Art in America • October 2006

Li-lan at Jason McCoy
Jonathan Goodman
Art in America
October 2006
For some time now, the painter Li-lan has engaged in a whimsical exploration of imagery related to postal correspondence. Letters, postcards, stamps and cancellation marks make up a vision of international communications that is not so much exotic as charmingly lyrical. Li-lan’s image repertoire comes from all over the world, her effort to propose, one suspects, the interrelatedness of cultures. Her subjects are both space and time, in the sense that she includes architecture and other artifacts as examples of a civilization’s passing achievements.

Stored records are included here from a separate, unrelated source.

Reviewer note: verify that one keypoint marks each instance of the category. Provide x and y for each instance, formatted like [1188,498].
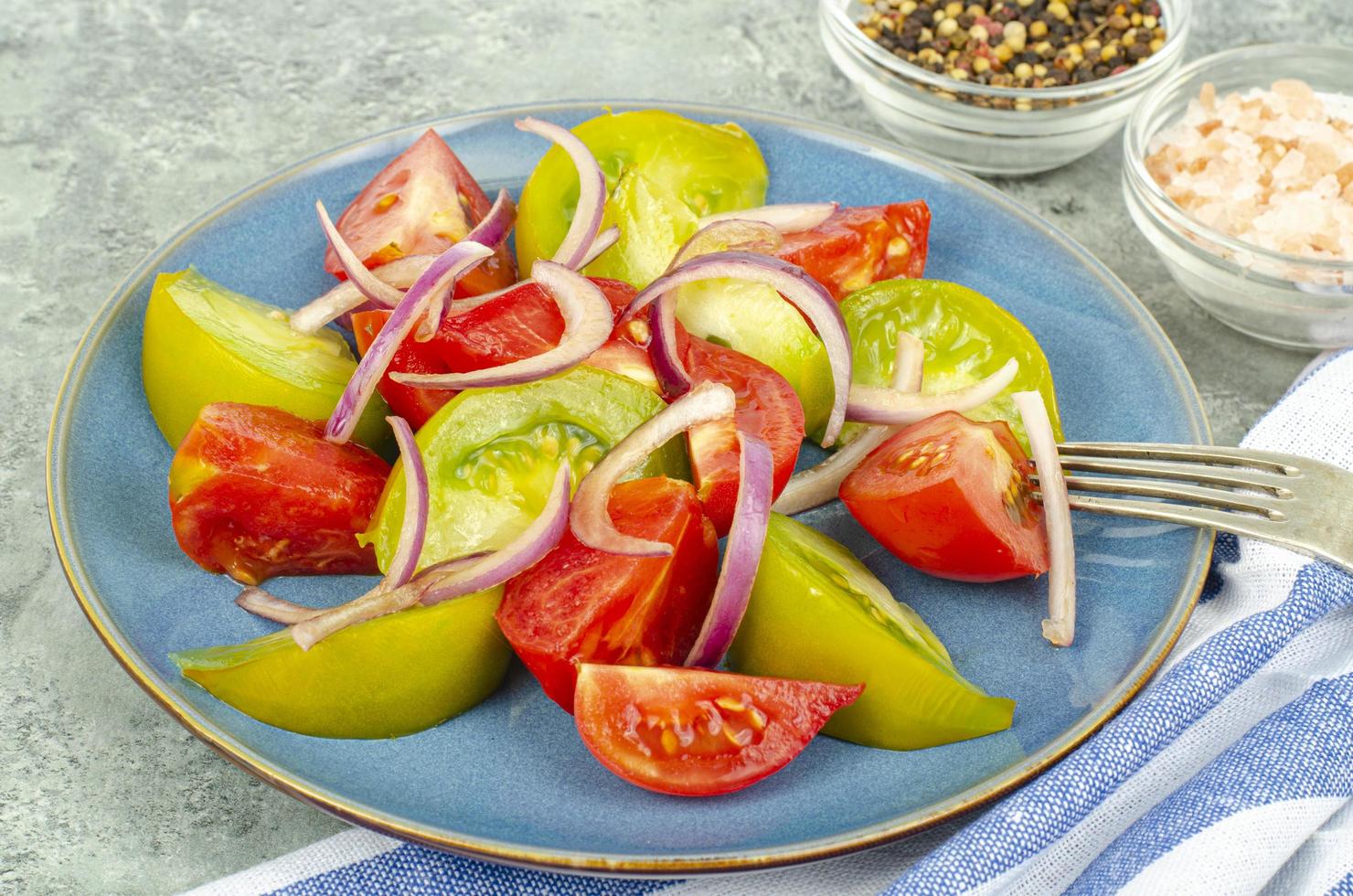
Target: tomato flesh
[256,492]
[518,324]
[413,403]
[694,731]
[422,202]
[863,245]
[767,408]
[953,498]
[586,605]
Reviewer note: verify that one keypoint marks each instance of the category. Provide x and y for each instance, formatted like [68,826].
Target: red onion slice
[346,298]
[588,324]
[414,527]
[728,233]
[440,275]
[819,485]
[515,558]
[791,282]
[1060,627]
[379,602]
[591,518]
[786,219]
[668,364]
[273,608]
[603,241]
[591,191]
[741,554]
[873,405]
[490,231]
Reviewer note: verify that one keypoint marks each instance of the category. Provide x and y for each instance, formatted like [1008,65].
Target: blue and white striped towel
[1230,773]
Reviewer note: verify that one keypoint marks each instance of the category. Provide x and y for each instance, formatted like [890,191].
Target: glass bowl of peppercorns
[1004,87]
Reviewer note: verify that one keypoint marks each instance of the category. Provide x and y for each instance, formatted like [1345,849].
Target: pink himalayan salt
[1272,168]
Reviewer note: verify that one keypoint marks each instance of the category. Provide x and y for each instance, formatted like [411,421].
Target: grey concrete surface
[122,120]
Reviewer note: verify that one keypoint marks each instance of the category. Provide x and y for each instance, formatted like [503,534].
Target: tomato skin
[766,408]
[952,498]
[862,245]
[422,202]
[256,492]
[586,605]
[694,731]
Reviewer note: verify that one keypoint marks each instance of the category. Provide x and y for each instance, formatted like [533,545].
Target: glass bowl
[994,130]
[1274,296]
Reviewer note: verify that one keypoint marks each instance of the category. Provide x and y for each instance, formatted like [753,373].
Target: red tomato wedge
[857,247]
[698,732]
[256,492]
[585,605]
[421,203]
[413,403]
[518,324]
[766,408]
[953,498]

P-04-01WebBookBird of Minerva – 2004

In Bird of Minerva (2004), a wonderful mix of sparely rendered images captures the viewer’s interest. The largish (54-by-42 inch) oil on linen shows three tiny airplanes at the upper left and big airmail envelopes sliding down through the composition from the upper-right corner to the lower edge. Near the center of the piece is a cartoonish jet emerging from a cloud, while beneath it, at the lower right, is a pair of owls, taken from a Chinese stamp. At the very bottom right, where a signature might be, are four Chinese characters that translate as “Chinese stamp.” The painting refers to travel and distant relations: Li-lan, who is part Chinese, may well be connecting with her Asian background.
P-04-02WebBook
Look Out – 2004
One can see how, in the oil Look Out (2004), Li-lan more explicitly personalizes her painting by including, at the right, a self-portrait executed in black and white, in a thin strip only partially revealing her face – her eyes, hair and part of her nose. Still, Li-lan’s presence is no small part of the picture, which also includes canceled stamps and bees suggestive of passage from one point to another.
P-03-06WebLegend – 2003
Legend (2005), another oil on linen, is composed of disparate objects separated by empty white stretches. In the center one finds an arched building; to the left is a manila envelope drawn in outline; and on the right a reclining, downward tilted female figure, also in outline, her knees raised above her body. Li-lan asks us to make sense of this seemingly random accumulation, to piece together the parts of her poetic vision. She extends her vision to many cultures, making her work a powerful metaphor for what it means to live in our globalized era.